José Rachão está habituado a ser um nómada. Dono de uma das barbas mais carismáticas do futebol português, Rachão foi jogador de muitos clubes (Benfica, Montijo, Vitória de Setúbal, Académica e Portimonense, entre outros) e treinador de mais ainda. Em 24 anos, Rachão treinou 18 equipas, de Fafe ao Barreiro, passando por Setúbal, onde conquistou pelo Vitória uma Taça de Portugal em 2005. Depois desse triunfo no Jamor, ainda mais um ano no União da Madeira, antes de ser mais um a partir para outro mundo, o do futebol árabe.
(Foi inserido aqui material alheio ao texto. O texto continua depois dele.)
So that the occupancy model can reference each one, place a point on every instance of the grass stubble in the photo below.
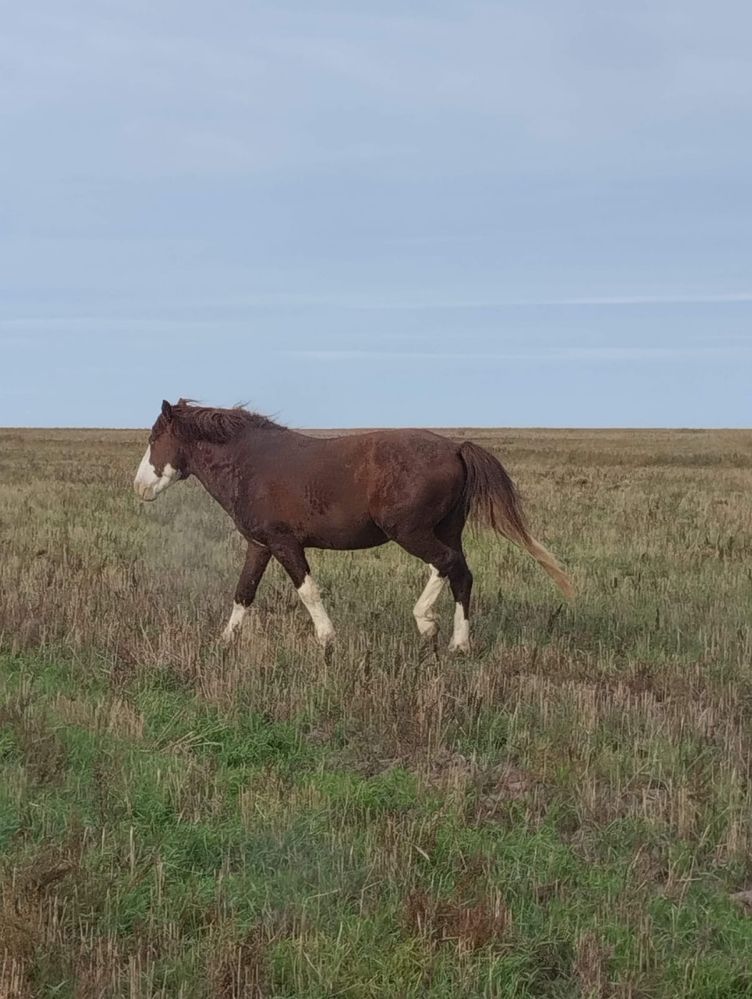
(565, 812)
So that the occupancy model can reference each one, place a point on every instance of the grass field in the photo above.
(566, 812)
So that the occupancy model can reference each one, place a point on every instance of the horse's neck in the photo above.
(218, 467)
(212, 465)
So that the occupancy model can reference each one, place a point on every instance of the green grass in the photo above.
(564, 813)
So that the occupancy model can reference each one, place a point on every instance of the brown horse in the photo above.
(287, 492)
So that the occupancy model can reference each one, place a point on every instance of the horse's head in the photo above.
(165, 459)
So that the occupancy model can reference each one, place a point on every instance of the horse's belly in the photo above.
(346, 537)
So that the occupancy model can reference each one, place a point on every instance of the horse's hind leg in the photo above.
(447, 562)
(423, 612)
(292, 558)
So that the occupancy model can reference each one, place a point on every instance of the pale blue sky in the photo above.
(428, 213)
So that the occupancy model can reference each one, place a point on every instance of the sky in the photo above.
(414, 213)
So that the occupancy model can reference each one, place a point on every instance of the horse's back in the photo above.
(413, 476)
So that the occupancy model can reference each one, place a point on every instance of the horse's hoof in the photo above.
(326, 639)
(459, 649)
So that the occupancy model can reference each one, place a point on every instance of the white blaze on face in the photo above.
(461, 638)
(309, 594)
(148, 484)
(423, 611)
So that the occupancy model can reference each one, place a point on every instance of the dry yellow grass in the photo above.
(566, 812)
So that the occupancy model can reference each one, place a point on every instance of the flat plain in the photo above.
(565, 812)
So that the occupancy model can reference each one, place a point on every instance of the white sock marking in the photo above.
(233, 625)
(147, 483)
(461, 638)
(309, 594)
(423, 610)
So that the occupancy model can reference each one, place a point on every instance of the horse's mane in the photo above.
(209, 423)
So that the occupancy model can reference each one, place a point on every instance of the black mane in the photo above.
(210, 423)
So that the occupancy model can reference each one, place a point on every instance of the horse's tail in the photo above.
(491, 497)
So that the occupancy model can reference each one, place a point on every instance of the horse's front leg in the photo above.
(256, 560)
(292, 558)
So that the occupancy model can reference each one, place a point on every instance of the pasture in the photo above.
(565, 812)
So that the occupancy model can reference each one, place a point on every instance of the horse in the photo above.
(287, 491)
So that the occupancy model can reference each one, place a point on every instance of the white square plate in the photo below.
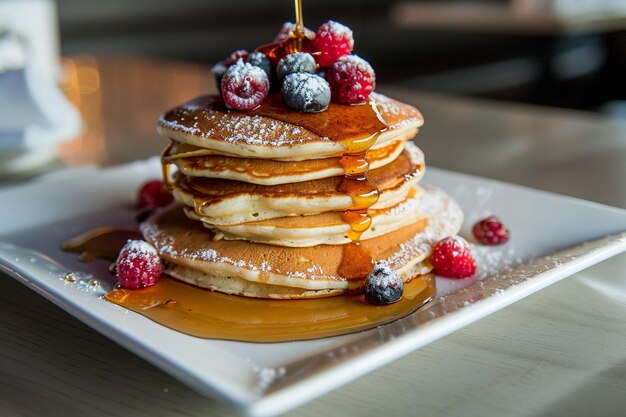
(267, 379)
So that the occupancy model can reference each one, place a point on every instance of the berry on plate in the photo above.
(383, 285)
(351, 80)
(491, 231)
(293, 63)
(244, 86)
(306, 92)
(333, 40)
(137, 265)
(153, 195)
(451, 258)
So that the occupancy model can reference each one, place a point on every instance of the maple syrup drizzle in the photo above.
(357, 128)
(100, 243)
(203, 313)
(296, 42)
(166, 167)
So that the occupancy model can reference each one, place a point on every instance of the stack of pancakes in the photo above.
(260, 207)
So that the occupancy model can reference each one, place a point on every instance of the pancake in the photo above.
(327, 228)
(222, 265)
(224, 202)
(198, 162)
(274, 132)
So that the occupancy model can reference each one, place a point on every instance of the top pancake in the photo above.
(274, 132)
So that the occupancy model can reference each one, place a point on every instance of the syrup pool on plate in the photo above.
(203, 313)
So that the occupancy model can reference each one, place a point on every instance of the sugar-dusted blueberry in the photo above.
(294, 63)
(258, 59)
(383, 285)
(306, 92)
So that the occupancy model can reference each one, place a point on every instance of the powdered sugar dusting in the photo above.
(166, 244)
(332, 29)
(251, 130)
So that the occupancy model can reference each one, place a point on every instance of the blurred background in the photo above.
(123, 61)
(565, 53)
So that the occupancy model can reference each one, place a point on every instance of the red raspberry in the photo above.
(491, 231)
(285, 32)
(333, 40)
(137, 265)
(153, 194)
(451, 258)
(351, 80)
(244, 87)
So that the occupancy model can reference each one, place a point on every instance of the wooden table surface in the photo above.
(521, 17)
(560, 352)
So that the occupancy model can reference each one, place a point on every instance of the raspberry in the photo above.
(153, 195)
(491, 231)
(333, 40)
(137, 265)
(306, 92)
(244, 87)
(285, 32)
(451, 258)
(351, 80)
(383, 285)
(293, 63)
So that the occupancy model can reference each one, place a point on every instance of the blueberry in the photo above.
(295, 63)
(306, 92)
(258, 59)
(383, 285)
E por lá andou entre 2006 e 2013, com igual itinerância.

Kuwait, Líbia, Arábia Saudita e Síria estão no passaporte de Rachão. A experiência na Síria foi a mais curta mas é a que ocupa a maior parte da conversa. Rachão foi recebido com flores no aeroporto de Alepo e por lá ficou alguns meses entre 2009 e 2010, antes da guerra. O Al-Ittihad de Alepo era um dos maiores clubes da Síria e, recorda o treinador português, “metia 30 a 40 mil pessoas no estádio para ver um jogo de futebol, e tinha 600 e 700 pessoas a ver um treino”. Agora, Rachão não reconhece nas notícias a “cidade espectacular, linda” das suas memórias. “Nem sei o que sinto quando vejo aquilo tudo destruído. Como é possível haver estas coisas entre seres humanos?”, lamenta. “Tristeza em estado puro.”

Rachão esteve lá “sete ou oito meses” e deixou as fundações para aquela que seria o maior feito da história do clube, a conquista da Taça da Confederação Asiática, a segunda maior competição de clubes do continente. Poucos meses depois dessa final no Kuwait, começou a guerra civil na Síria, durante a qual Alepo se tornou num dos palcos mais sangrentos. O futebol desapareceu temporariamente. As competições estiveram interrompidas em 2010-11, recomeçaram no ano seguinte e não voltou a ter interrupções, mas limitado às áreas controladas pelo regime de Bashar Al-Assad.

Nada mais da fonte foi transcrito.